Green testified that he would have been concerned to learn that Laura Pendergest Holt, the firm’s chief investment officer, wasn’t overseeing all of Stanford’s investment portfolio as he’s been told by “Mr. Stanford, Mr. Davis, everyone that was affiliated with the bank that was in a position to know.”
“You wanted to know that somebody was managing the managers,” Green said. Pendergest Holt told him “maybe two or three days before the FBI and the receiver shut us down” that she managed just a fraction of the bank’s portfolio.
Regional Teams
Stanford organized brokers into regional teams that competed to sell the most CDs every quarter. Team names ranged from the Miami Money Machine for Stanford’s top producers in South Florida to the Aztec Eagles for his Mexican operation. Prosecutors showed jurors a scorecard that Green said showed sales by these “superstars” were as much as $323 million in 2006, which was 110 percent of their goal.
Green said Stanford clearly ran the company, in his opinion. He recalled an instance where Stanford heatedly objected to a decision made by Davis.
“‘I don’t know who Jim Davis thinks he is,’” Green said he remembered Stanford shouting. “‘This is my company.’ I know that he talked to Mr.
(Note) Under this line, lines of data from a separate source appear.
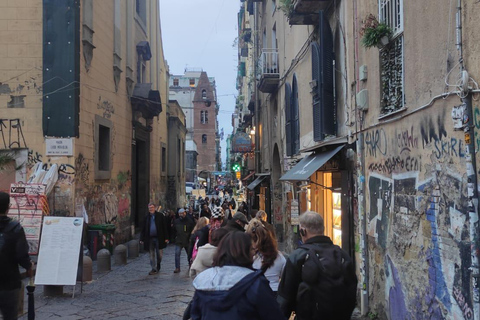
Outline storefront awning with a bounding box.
[280,145,344,181]
[247,176,266,190]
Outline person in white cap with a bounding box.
[173,208,195,273]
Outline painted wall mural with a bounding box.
[363,105,472,319]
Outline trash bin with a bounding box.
[88,224,116,254]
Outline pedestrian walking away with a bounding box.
[173,208,195,273]
[277,211,357,320]
[246,218,286,294]
[140,203,169,275]
[187,232,286,320]
[0,191,34,320]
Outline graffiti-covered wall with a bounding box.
[363,100,473,319]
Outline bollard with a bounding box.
[114,244,127,265]
[83,256,93,281]
[97,249,111,272]
[127,240,139,259]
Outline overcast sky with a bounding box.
[159,0,240,169]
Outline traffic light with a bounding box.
[232,163,241,172]
[236,172,241,179]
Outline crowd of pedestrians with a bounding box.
[0,190,357,320]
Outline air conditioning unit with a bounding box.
[356,89,369,111]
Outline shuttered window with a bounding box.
[285,83,292,156]
[313,11,336,141]
[292,75,300,155]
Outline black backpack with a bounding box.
[295,243,357,320]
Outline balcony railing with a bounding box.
[258,48,280,93]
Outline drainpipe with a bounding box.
[455,0,480,316]
[356,132,368,315]
[464,93,480,319]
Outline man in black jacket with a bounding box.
[173,208,195,273]
[140,203,169,275]
[0,191,33,320]
[277,211,357,320]
[223,212,248,233]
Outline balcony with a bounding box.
[258,48,279,93]
[288,0,332,25]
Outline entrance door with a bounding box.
[131,125,150,228]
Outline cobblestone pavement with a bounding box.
[19,244,194,320]
[18,243,365,320]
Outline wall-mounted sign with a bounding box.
[231,132,252,153]
[45,138,73,156]
[291,199,299,225]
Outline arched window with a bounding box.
[200,111,208,124]
[200,111,204,123]
[202,90,207,100]
[204,111,208,124]
[202,134,207,144]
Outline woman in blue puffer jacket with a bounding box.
[189,232,286,320]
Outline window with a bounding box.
[379,0,404,115]
[161,146,166,172]
[173,78,179,86]
[94,115,112,179]
[271,0,276,15]
[202,134,207,144]
[202,89,207,99]
[135,0,146,26]
[189,78,195,87]
[201,111,208,124]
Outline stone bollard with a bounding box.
[83,256,93,281]
[114,244,127,265]
[127,239,139,259]
[97,249,111,272]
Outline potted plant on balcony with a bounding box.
[278,0,294,17]
[360,14,392,49]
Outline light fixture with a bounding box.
[250,126,256,135]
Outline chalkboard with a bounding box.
[35,217,84,286]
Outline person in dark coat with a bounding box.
[200,204,211,219]
[223,212,248,233]
[140,203,169,275]
[0,191,34,320]
[189,232,285,320]
[173,208,195,273]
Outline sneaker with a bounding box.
[149,269,157,275]
[173,268,180,273]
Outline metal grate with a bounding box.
[380,36,404,115]
[379,0,403,35]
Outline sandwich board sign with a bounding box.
[35,217,83,286]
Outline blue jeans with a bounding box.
[148,238,163,270]
[175,245,189,269]
[0,288,20,320]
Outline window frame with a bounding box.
[94,115,112,179]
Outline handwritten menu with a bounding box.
[9,184,46,255]
[35,217,84,286]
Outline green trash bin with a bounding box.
[88,224,116,254]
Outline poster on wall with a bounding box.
[9,184,47,255]
[35,217,84,286]
[291,199,299,225]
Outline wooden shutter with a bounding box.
[285,83,293,156]
[312,42,322,141]
[292,75,300,155]
[319,10,335,137]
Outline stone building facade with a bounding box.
[241,0,480,318]
[0,0,172,244]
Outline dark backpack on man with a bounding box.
[295,243,357,320]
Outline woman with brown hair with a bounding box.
[246,218,286,293]
[189,232,285,320]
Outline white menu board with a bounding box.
[35,217,83,286]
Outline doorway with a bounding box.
[131,125,150,229]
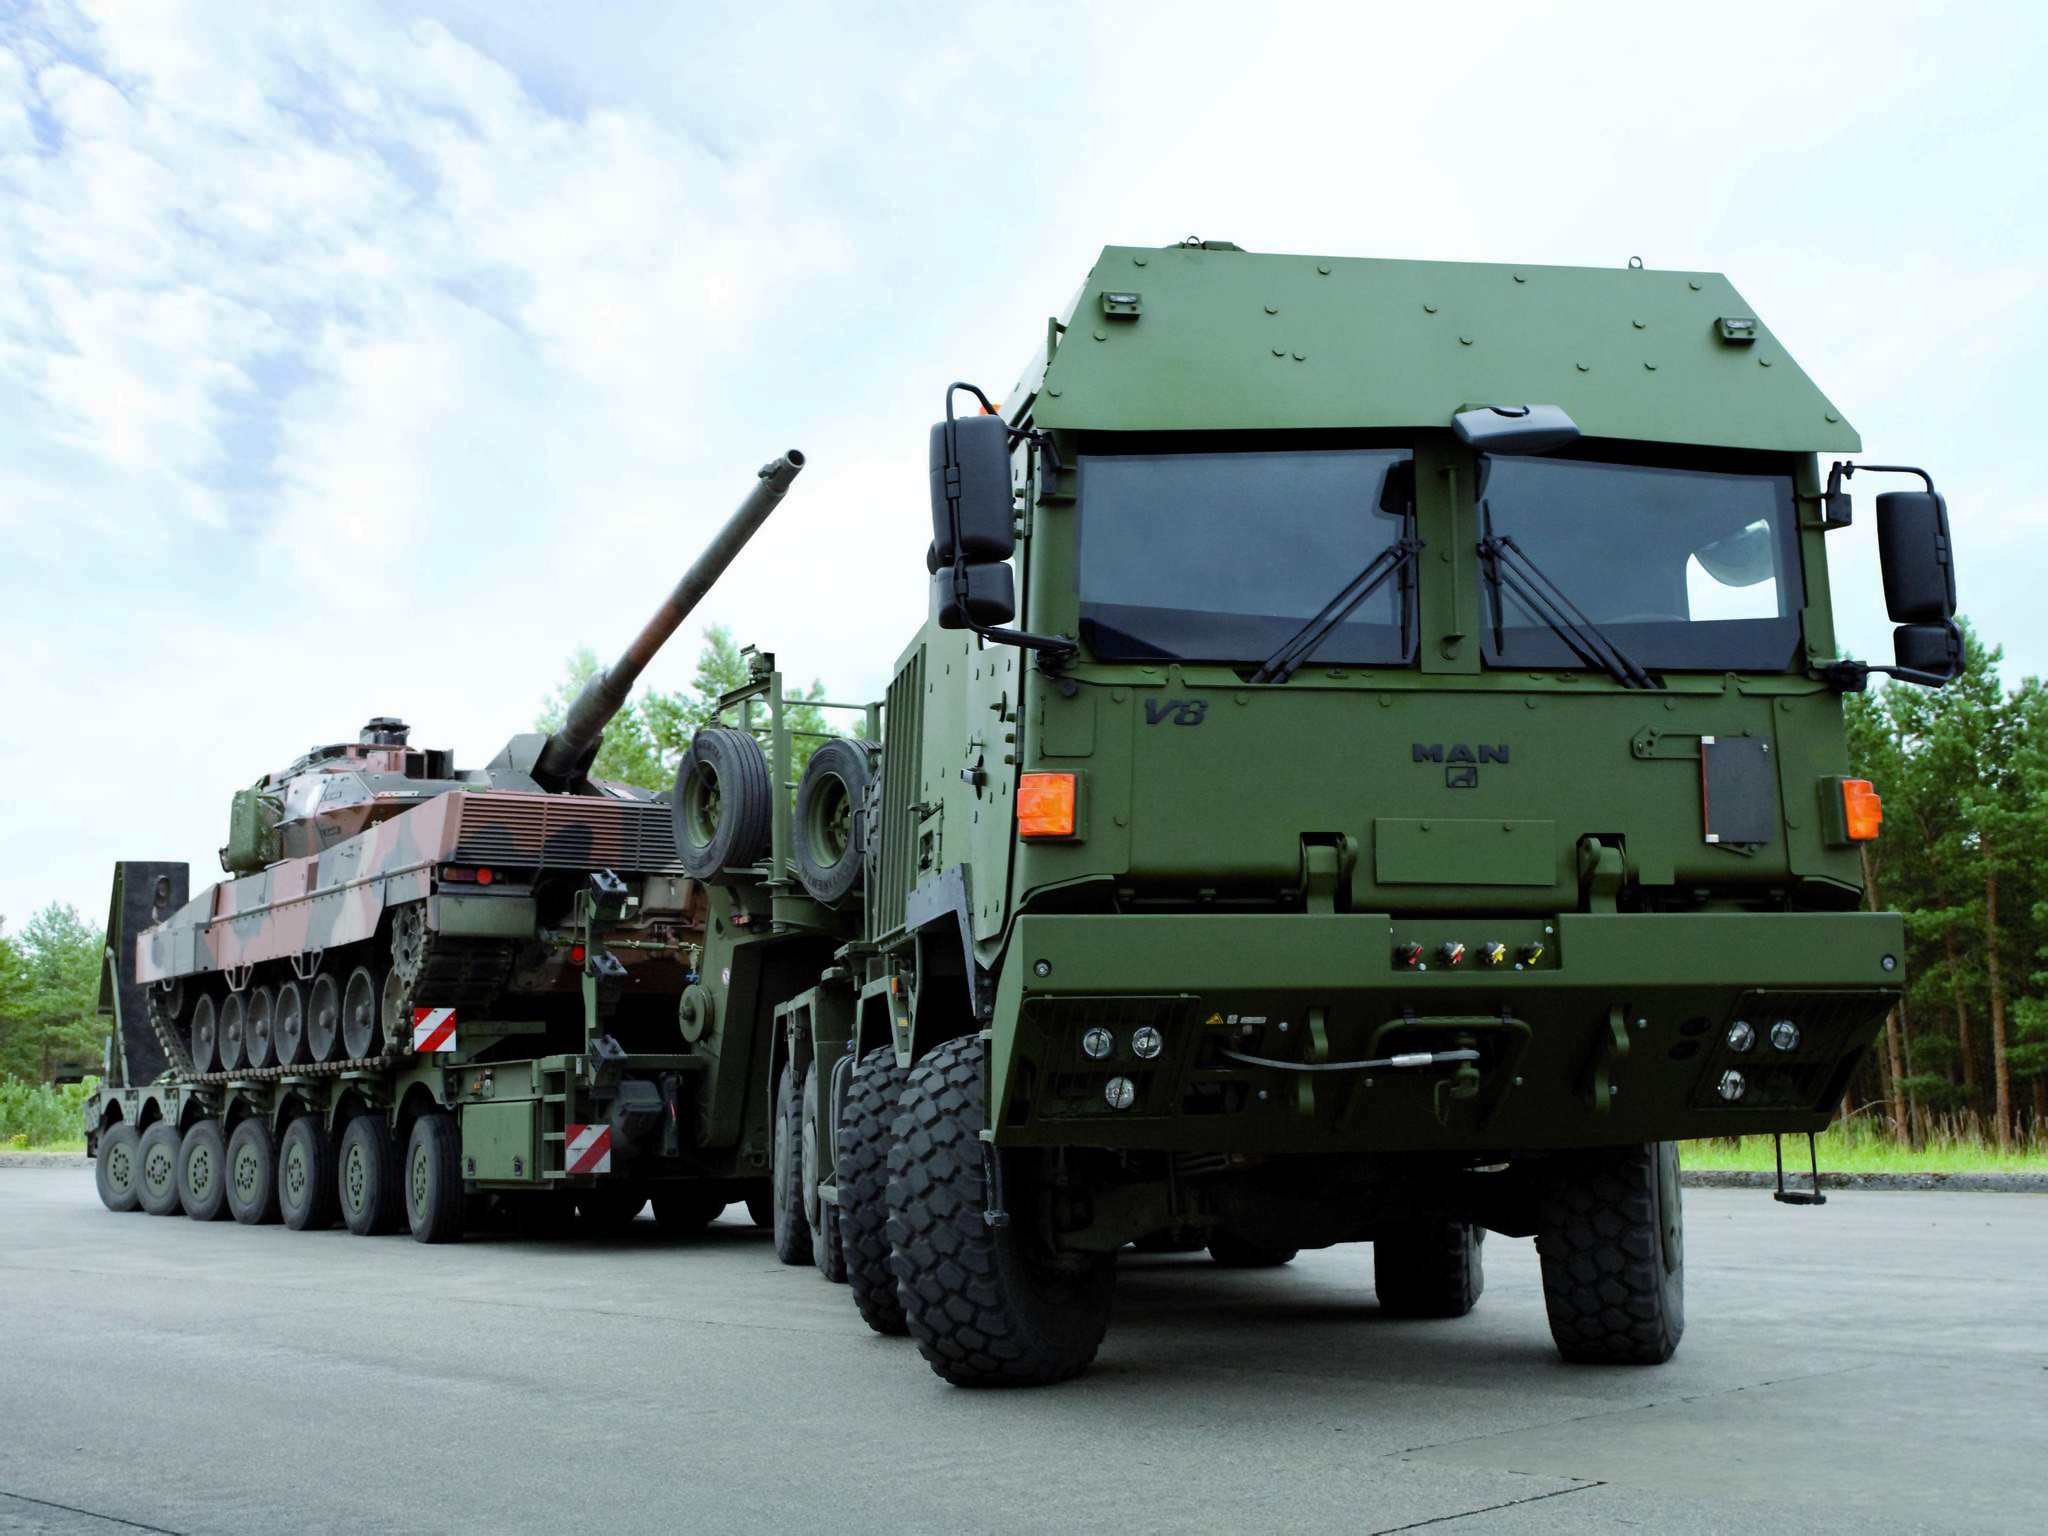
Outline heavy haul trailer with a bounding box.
[85,452,808,1240]
[704,240,1963,1386]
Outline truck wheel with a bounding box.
[1537,1141,1685,1365]
[279,1117,340,1231]
[136,1123,184,1216]
[672,727,773,880]
[338,1116,403,1235]
[1207,1230,1298,1267]
[653,1189,727,1233]
[226,1119,282,1225]
[792,738,872,904]
[838,1046,909,1335]
[805,1061,845,1282]
[404,1113,464,1243]
[1374,1222,1484,1317]
[575,1187,647,1231]
[179,1121,231,1220]
[95,1123,142,1211]
[888,1037,1115,1387]
[771,1062,813,1265]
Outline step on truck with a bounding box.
[700,240,1961,1384]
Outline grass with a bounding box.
[1684,1116,2048,1175]
[0,1077,95,1153]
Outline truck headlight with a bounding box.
[1769,1019,1801,1052]
[1725,1020,1756,1053]
[1104,1076,1137,1110]
[1130,1025,1163,1059]
[1081,1027,1115,1060]
[1716,1069,1747,1102]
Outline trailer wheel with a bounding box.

Davis about it, and I’m sure he gave him an earful. Mr. Davis wasn’t very nice to me for some time” after the incident.
The criminal case is U.S. v. Stanford, 09-cr-342, U.S. District Court, Southern District of Texas (Houston). The SEC case against Stanford is Securities and Exchange Commission v. Stanford International Bank, 09-cv-298, U.S. District Court, Northern District of Texas (Dallas).